Do Certain Websites Get Special Treatment In Regards To Google PageRank
People on the cutting edge of SEO have realized certain patterns in page rankings that suggest that certain websites get special treatment in regards to PageRank. In other words, they’re evaluated in “special” ways that the algorithm as-is can’t handle. These modifications are done “on the fly” or “by hand” – that is, they’re custom modifications to PageRank that are due entirely to the website’s being what it is rather than its having earned the spot through quality inbound links and the like. Here, we’ll take a look at a few of the directories that get a special PageRank boost. The best known directories that receive this boost are Yahoo and the Open Directory Project. The immediate SEO consequence here is that placement in either directory immediately lands a huge boost in a site’s PageRank status.
One way to deal algorithmically with the idea of directory placement influencing PageRank is to assign PageRank values before the iterative computation of PageRank values for nested pages. As usual, it’s best to learn through example, so let’s consider a world wide web consisting of two pages. Each page links to the other page, and we assign a PR of 10 to page A and a PR of 1 to page B. We’ll set d = 0.1 this time, which produces the following set of equations:
PR(A) = 0.9 + 0.1 PR(B)
PR(B) = 0.9 + 0.1 PR(A)
. . . And after iteration, we get:
Iteration | PR (A) | PR (B) |
0 | 1 | 10 |
1 | 1.9 | 1.09 |
2 | 1.009 | 1.0009 |
3 | 1.00009 | 1.000009 |
Clearly, the PageRank values converge to 1 as the iterations continue, which is just what would happen if we were to assign no special initial values. This shows that assigning arbitrary PageRank values changes nothing if a sufficient number of iterations take place in the algorithm. Of course, in the real world, a high number of iterations is typically involved, which means we do not need to consider the cases in which a low number of iterations messes with the results.
Modifying PageRank
Just because the initial assignment of a unique PageRank value has no long-term effect on the PageRank status of a website doesn’t mean that it’s impossible to influence the PageRank with the right intervention. Page, in fact, identifies one method for influencing PageRank in his patent specifications. The basic idea is that a random surfer will “reset” at a point.
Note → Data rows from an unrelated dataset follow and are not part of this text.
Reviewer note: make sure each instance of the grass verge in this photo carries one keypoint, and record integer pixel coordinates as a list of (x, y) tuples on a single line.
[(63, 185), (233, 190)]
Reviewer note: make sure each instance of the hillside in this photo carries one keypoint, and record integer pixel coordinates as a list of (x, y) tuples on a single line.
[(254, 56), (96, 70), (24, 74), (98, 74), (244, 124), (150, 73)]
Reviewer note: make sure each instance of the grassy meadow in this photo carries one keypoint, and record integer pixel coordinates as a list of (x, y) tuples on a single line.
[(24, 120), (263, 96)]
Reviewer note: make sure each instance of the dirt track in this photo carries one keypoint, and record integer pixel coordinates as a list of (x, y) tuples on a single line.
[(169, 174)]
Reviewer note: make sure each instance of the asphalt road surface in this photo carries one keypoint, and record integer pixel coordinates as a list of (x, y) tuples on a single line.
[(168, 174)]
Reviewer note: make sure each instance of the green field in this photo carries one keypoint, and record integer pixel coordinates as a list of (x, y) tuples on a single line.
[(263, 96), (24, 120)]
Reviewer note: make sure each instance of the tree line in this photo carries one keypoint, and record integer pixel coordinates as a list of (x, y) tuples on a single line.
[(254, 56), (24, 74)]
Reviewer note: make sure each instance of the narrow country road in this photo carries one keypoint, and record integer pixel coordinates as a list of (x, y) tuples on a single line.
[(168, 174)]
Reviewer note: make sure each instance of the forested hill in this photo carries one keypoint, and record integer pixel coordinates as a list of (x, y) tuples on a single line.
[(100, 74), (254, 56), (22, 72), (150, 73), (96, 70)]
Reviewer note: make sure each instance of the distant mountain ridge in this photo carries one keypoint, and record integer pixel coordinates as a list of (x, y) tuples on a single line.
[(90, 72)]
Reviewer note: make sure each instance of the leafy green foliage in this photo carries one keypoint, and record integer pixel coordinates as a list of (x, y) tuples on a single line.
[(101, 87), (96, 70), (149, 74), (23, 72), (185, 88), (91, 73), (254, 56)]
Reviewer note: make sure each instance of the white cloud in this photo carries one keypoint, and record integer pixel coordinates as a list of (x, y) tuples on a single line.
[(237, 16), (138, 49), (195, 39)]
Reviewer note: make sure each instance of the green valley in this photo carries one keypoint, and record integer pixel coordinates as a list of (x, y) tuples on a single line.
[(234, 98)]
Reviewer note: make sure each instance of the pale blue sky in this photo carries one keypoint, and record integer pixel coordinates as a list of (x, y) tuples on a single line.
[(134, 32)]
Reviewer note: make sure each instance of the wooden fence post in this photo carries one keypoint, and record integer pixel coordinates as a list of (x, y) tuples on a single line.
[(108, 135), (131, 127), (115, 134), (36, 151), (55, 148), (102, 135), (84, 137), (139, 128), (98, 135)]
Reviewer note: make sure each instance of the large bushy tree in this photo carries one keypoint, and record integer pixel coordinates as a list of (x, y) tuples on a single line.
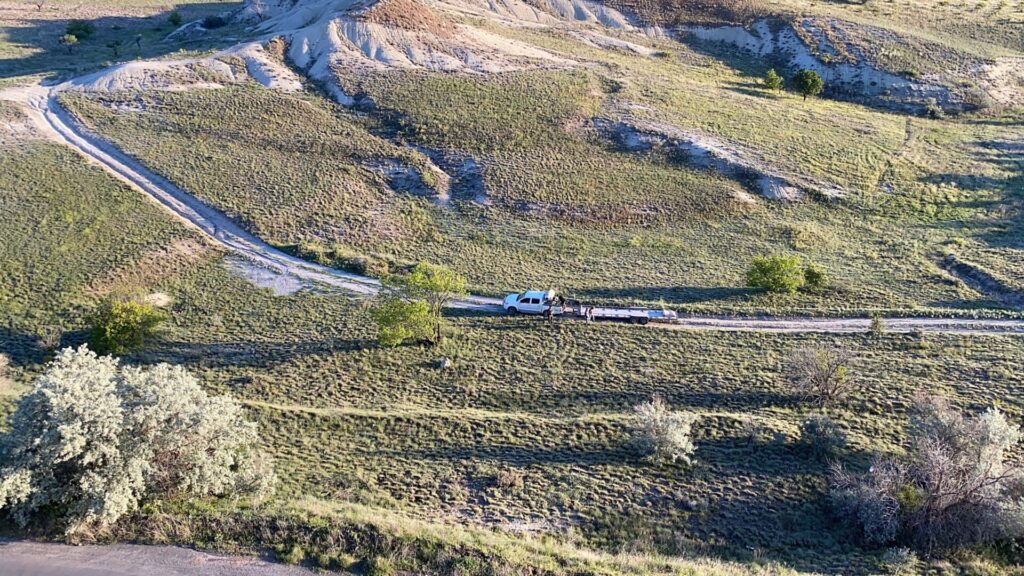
[(954, 488), (412, 299), (93, 440)]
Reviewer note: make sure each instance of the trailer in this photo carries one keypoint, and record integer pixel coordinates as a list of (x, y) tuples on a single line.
[(548, 303)]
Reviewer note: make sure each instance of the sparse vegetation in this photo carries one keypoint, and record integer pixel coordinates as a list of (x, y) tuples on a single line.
[(822, 436), (69, 41)]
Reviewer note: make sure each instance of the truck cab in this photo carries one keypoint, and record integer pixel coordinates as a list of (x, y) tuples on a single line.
[(531, 301)]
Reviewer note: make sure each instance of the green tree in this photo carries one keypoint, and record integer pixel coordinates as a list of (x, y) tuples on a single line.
[(776, 274), (92, 441), (433, 284), (772, 80), (399, 321), (69, 41), (808, 83), (120, 326), (815, 279)]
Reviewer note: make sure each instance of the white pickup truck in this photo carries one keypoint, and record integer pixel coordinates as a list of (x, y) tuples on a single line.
[(547, 303)]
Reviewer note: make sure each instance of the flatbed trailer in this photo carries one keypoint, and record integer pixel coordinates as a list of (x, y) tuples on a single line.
[(547, 304)]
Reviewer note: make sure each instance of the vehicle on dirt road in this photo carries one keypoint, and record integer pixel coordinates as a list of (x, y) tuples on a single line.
[(548, 303)]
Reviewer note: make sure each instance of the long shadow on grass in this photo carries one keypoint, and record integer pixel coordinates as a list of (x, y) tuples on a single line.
[(670, 294), (137, 38), (1006, 228), (246, 354)]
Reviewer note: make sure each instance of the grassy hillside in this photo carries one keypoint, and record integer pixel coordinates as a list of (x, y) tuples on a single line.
[(68, 228), (565, 207)]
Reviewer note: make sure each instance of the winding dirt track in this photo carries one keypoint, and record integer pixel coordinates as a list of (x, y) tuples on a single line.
[(23, 558), (55, 122)]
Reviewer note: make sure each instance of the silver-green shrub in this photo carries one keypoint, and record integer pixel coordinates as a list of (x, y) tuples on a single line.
[(93, 440), (662, 434), (954, 488)]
Stepping back a bit, imagine you’re surfing the web, clicking links on a page more or less randomly. Eventually, due to boredome or whatever external factors, you will stop clicking with constant probability and instead relocate to some part of the web with greater probability than others. This is a more realistic model than the pure random surfer, and takes into consideration the fact that someone in such a state might “reset” by using a directory like ODP or Yahoo, which is why sites indexed in these directories have consistently higher PageRanks. Let’s see what this means for the PageRank algorithm mathematically. If we add an additional expected value, we end up with the following expression:
PR(A) = E(A) (1-d) + d (PR(T1)/C(T1) + … + PR(Tn)/C(Tn))
We take (1 – d) as the probability a random surfer will stop following links, which incorporates that aspect of the “real world” into the model, and E(A) is the probability he or she will go to page A after ceasing random activity. E() is the expected value, with a mean over all pages equal to 1. In other words, the average probability associated with the random surfer hitting an arbitrary site after ceasing random activity still converges to 1. This allows the PageRank algorithm to remain stable in the general case while remaining functional and precise with regard to directory considerations.
The damping factor we chose, 0.1, is the probabiliy that the surfer will go back to page A after following links randomly. The probability of hitting page B is the complement of this: 0.9. If our world wide web just contains these two pages, we end up with E(A) = 0.2 and E(B) = 1.8. If we have a damping factor of d = 0.5, we end up with the following equations:
PR(A) = 0.2 × 0.5 + 0.5 × PR(B)
PR(B) = 1.8 × 0.5 + 0.5 × PR(A)
Solving yields:
PR(A) = 11/15
PR(B) = 19/15
The sum of the PageRank values, significantly, remains 2 (30/15). The fact that B is a more likely stop is refleced in its PageRank. The actual method by which Google incorporates PageRank data into its evaluation of websites is still up in the air. Page has suggested the use of usage data in determining what the best initial values are to be, which allows PageRank to “fill in the blanks”, so to speak, and provide a more accurate picture of the relative importance of pages on the known web.
The inherent problem in these considerations is the fact that the algorithm that Google uses to do custom rankings, if they even use one, is a trade secret that can never be accurately deduced empirically. Fortunately, thinking a little bit about the possibilities reveals a lot about how the method, regardless as to its specifics, must work, which, in turn, provides us with a toolbox to use in applying SEO techniques to development-side work. So far, we see that applying an initial value changes relatively little after several iterations, but we also see that there are ways for initial values to propagate quite nicely if the iterations are considered carefully. This shows that Google’s algorithm doesn’t need to be extended too drastically to incorporate the information that special rankings would introduce. The takeaway? Focus on optimizing each web page for a particular key word, and land yourself into a directory such as Yahoo or ODP.